During the government's artillery bombardment of the rebel-held neighborhood of Baba Amr in the city of Homs, loyalist women were brought in and disguised as locals for government television interviews, he said.
"The women would say that the massacres against men, women and children were perpetrated by armed gangs, when it was actually the Syrian regime, security forces and the Shabiha" -- the pro-government militia -- "who were behind these horrendous acts," al-Omar said.
These claims are backed by the accounts of residents of Homs, who spoke to CNN on condition of anonymity for fear of reprisal at the hands of Syrian security forces.

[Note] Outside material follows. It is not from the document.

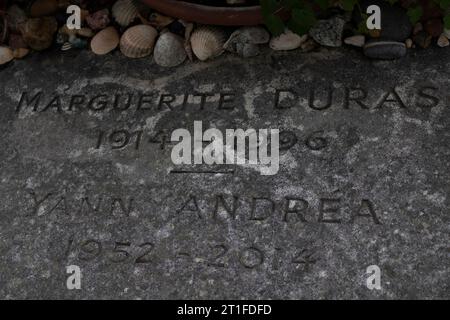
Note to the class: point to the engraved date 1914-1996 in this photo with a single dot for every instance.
(119, 139)
(219, 255)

"I remember that day as if it was yesterday, when state TV showed Assad parading through Baba Amr, not a single resident was from the area," said a native of Homs, now exiled to neighboring Lebanon. "They brought them from neighboring towns from the countryside so they could pretend he was getting a hero's welcome, that he was greeted as a beloved leader, when in reality everyone in Homs knew he was behind the destruction of every house and the killing of every innocent civilian on Homs and every other city in Syria."
After protests erupted against the government in March 2011, al-Omar said, he was ordered to establish a pro-regime TV station in Aleppo.
A commercial on a Syrian website shows al-Omar holding a microphone in front of a banner advertising "Al Aleppia TV." Journalists in Aleppo said the station was a cheaply run operation that broadcast over the Internet.
One of Omar's assignments was to book pro-regime guests on his TV channel, as well as on larger international networks, to discredit defectors from the Syrian government.
"We would contact regime loyalists from Lebanon or Syria to appear as guests on Al Jazeera, Al Arabiya and other channels, to say these defectors are bad, corrupt, and not doing their jobs well."
Asked how his former colleagues would react to his own defection, al-Omar said, "they will follow standard procedure and say Abdullah al-Omar has nothing to do with the press office, and doesn't work in the presidential palace, and that they never heard of me and that I descended from heaven just to smear the image of the regime.
"But what will embarrass them," he continued, "is that I appear in a lot of pictures and videos, practically in all the press conferences for Bashar al-Assad and his official reception ceremonies."
There is ample photographic evidence to back this claim.
In more than a dozen photos, al-Omar is clearly seated at press conferences featuring al-Assad and a number of visiting heads of state, including Iranian President Mahmoud Ahmadinejad, former Russian President Dmitry Medvedev, and Venezuelan President Hugo Chavez.
Pictures also revealed al-Omar at the presidential palace and at what appear to be government receptions, posing alongside high-ranking officials like Shabaan, Syrian Foreign Minister Walid Moallem, and top members of the Syrian parliament and ruling Baath political party.
Al-Omar was also photographed alongside regime allies such as Palestinian Hamas leader Khaled Mashaal, the Iranian ambassadors to both Damascus and Beirut, and a bearded man al-Omar identified as the head of the politburo of Hezbollah.